EU Said Close to Vaccine Deal with Novavax
If it does come that soon, the European Medicines Agency (EMA) would be ahead of the US Food and Drug Administration (FDA) in approving it, as it was with the AstraZeneca vaccine, which has still not received FDA approval. Novavax is receiving funding through the US Operation Warp Speed program.
In preliminary negotiations concluded in December 2020, Brussels agreed to buy 100 million doses and signed an option for another 100 million. Last week, the European Medicines Agency (EMA) said it had launched a real-time review of Novavax’s vaccine to speed up potential approvals.
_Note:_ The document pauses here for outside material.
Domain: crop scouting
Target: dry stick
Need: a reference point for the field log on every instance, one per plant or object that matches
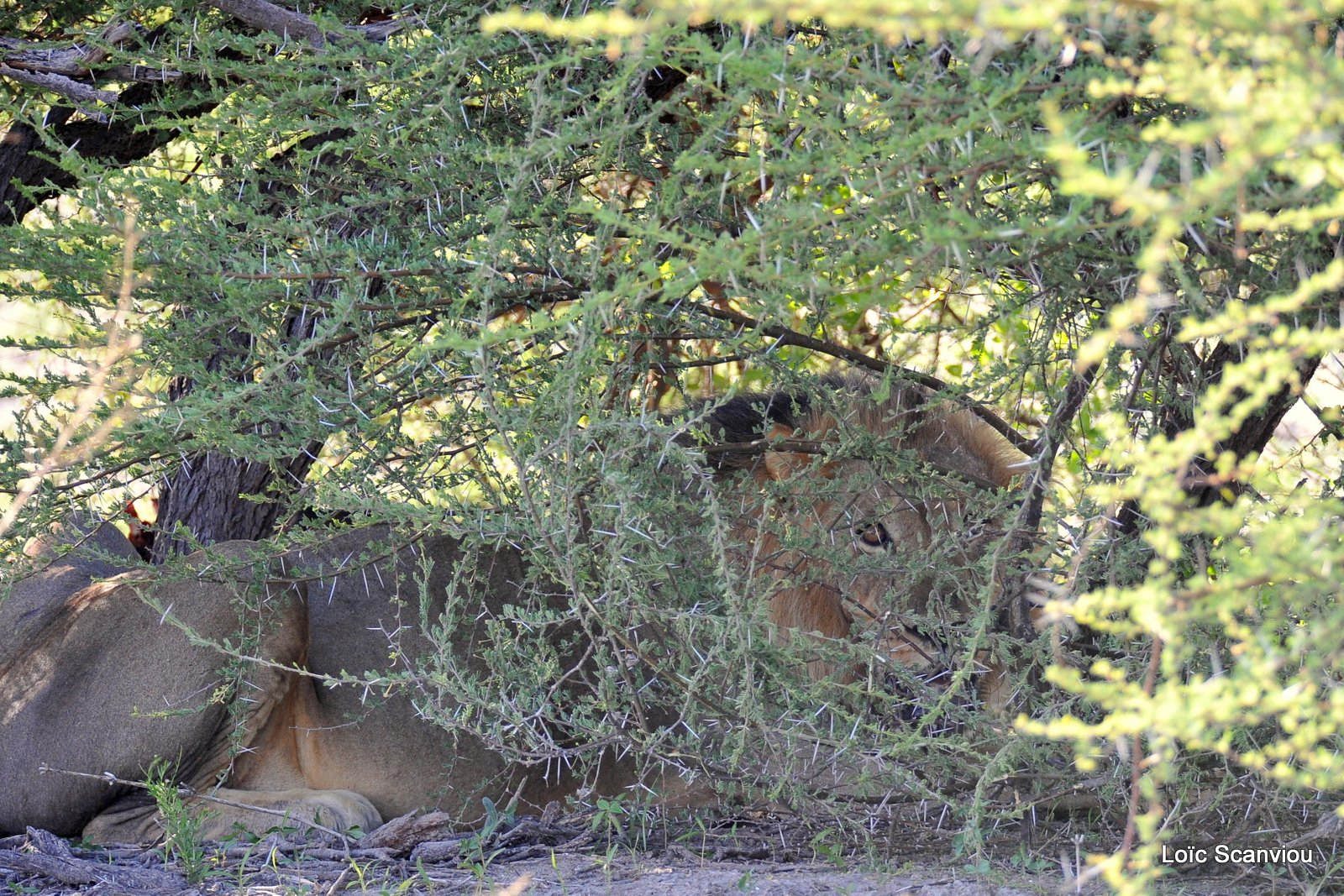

Novavax's protein-based vaccine is also in rolling reviews in the UK and the US. The company has started submitting early data on the program to authorities, and the reviews are meant to speed up the process for potential emergency use authorizations. The vaccine is in Phase 3 testing in the UK and US.
In clinical trials, preliminary data showed the vaccine to be 89.3% effective in preventing Covid-19 in a trial conducted in the UK, and nearly as effective in protecting against the more highly contagious variant first discovered in Britain. However, the data showed it to only about 50% effective against the new South African variant.
The EU deal, if it goes ahead, would be the seventh signed by the European Commission for Covid vaccines. The bloc already has supply agreements with AstraZeneca, Johnson & Johnson, Pfizer-BioNTech, CureVac, Moderna and Sanofi-GSK for a total of about 2.3 billion doses.